Hey Jessica I will watch this with interest I have been eyeing up these oils for a while now......great pricing and they also are very accomadating with postage looking to the best rates especially for overseas buyers.


----------



## JessicaB903 (Feb 4, 2010)

They are great prices, she also gave me a refund because my shipping wasn't as much as I paid, she's very honest!


----------



## Lynnz (Feb 4, 2010)

Thats great looking forward to your reviews


----------



## ukihunter (Feb 5, 2010)

Bert is the best!  Do not hesitate to buy from her, you won't be disappointed.


----------



## JessicaB903 (Feb 18, 2010)

I soaped with the SoCal type fo from Bert last night! It was great no acceleration or discoloration and it smells so yummy. I will post more as it cures about how well it holds up, I used 1oz ppo. It is very strong though so if it stays strong I would use less next time.


----------



## JessicaB903 (Mar 19, 2010)

Ok since then I have soaped the cucumber melon as well as the macintosh apple and I love them both. I used them both at .75oz ppo and its been about a week and they are both still strong. The apple smelled up my bedroom (where I'm curing them) so good. I ordered a large bottle of all 3 because I was so happy with them. Also there was no Acceleration or Discoloration from any of them.
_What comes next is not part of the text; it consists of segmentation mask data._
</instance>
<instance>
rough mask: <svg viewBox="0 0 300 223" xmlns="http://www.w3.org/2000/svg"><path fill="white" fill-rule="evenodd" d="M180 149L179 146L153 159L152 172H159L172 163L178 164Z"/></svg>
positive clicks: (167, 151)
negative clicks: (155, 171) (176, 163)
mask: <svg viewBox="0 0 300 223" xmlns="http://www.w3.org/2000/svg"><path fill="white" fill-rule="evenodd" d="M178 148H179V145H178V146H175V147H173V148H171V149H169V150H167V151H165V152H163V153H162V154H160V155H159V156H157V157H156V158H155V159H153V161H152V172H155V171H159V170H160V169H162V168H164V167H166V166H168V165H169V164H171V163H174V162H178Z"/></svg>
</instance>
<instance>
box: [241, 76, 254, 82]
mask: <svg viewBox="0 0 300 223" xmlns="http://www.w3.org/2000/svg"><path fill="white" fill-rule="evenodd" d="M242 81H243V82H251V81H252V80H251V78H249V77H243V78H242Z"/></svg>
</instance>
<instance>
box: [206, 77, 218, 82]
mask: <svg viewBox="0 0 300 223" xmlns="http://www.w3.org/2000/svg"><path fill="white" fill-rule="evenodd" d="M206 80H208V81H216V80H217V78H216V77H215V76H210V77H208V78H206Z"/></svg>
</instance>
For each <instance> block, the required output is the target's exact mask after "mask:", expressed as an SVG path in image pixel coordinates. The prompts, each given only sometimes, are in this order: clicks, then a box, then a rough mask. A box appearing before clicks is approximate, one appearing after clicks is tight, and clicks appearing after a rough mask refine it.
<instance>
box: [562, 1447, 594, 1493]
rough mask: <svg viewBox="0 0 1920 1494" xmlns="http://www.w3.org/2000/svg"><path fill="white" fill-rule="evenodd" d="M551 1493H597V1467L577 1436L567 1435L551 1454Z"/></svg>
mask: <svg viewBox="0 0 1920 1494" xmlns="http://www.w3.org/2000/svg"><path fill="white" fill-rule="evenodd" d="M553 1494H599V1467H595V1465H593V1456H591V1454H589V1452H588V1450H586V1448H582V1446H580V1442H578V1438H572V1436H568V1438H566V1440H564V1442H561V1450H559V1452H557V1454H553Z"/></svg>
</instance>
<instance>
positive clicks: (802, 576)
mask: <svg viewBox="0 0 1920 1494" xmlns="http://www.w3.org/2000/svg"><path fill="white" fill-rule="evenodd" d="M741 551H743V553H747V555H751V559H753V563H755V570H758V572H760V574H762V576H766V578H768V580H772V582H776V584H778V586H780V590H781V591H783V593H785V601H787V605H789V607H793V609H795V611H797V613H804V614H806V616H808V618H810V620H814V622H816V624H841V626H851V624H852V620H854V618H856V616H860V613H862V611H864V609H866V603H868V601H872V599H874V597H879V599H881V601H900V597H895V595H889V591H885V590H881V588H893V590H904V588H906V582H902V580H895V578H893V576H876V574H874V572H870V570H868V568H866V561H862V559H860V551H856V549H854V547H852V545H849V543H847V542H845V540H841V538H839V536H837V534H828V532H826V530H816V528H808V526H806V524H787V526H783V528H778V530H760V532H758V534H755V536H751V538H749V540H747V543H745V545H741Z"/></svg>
On a side note I also bought some from Peak and I soaped my first from them today. Midsummer Night, it smells wonderful but it did Accelerate or maybe Seize I'm too new to know for sure but as soon as it hit the soap it started clumping up and I had to SB it some and get it in the mold really quickly. I will probably buy some more of it later after I've experimented with the other 27 I have haha (maybe I went overboard on samples 10 from bert and 20 from peak) Yikes!!!

Anyways I do have to say I think the Tuscan Nights smell from Peak is Awful and I probably wont be soaping it unless the curiosity of wanting to know if its better in soap just kills me. But really me and my husband both said yuck to it.

Haha sorry for the long post just want to be thourough and maybe save someone some heartache from Tuscany and let ppl know to be prepared for Midsummer Night


----------



## honor435 (Mar 19, 2010)

what else did you get from peak? i like there fos.


----------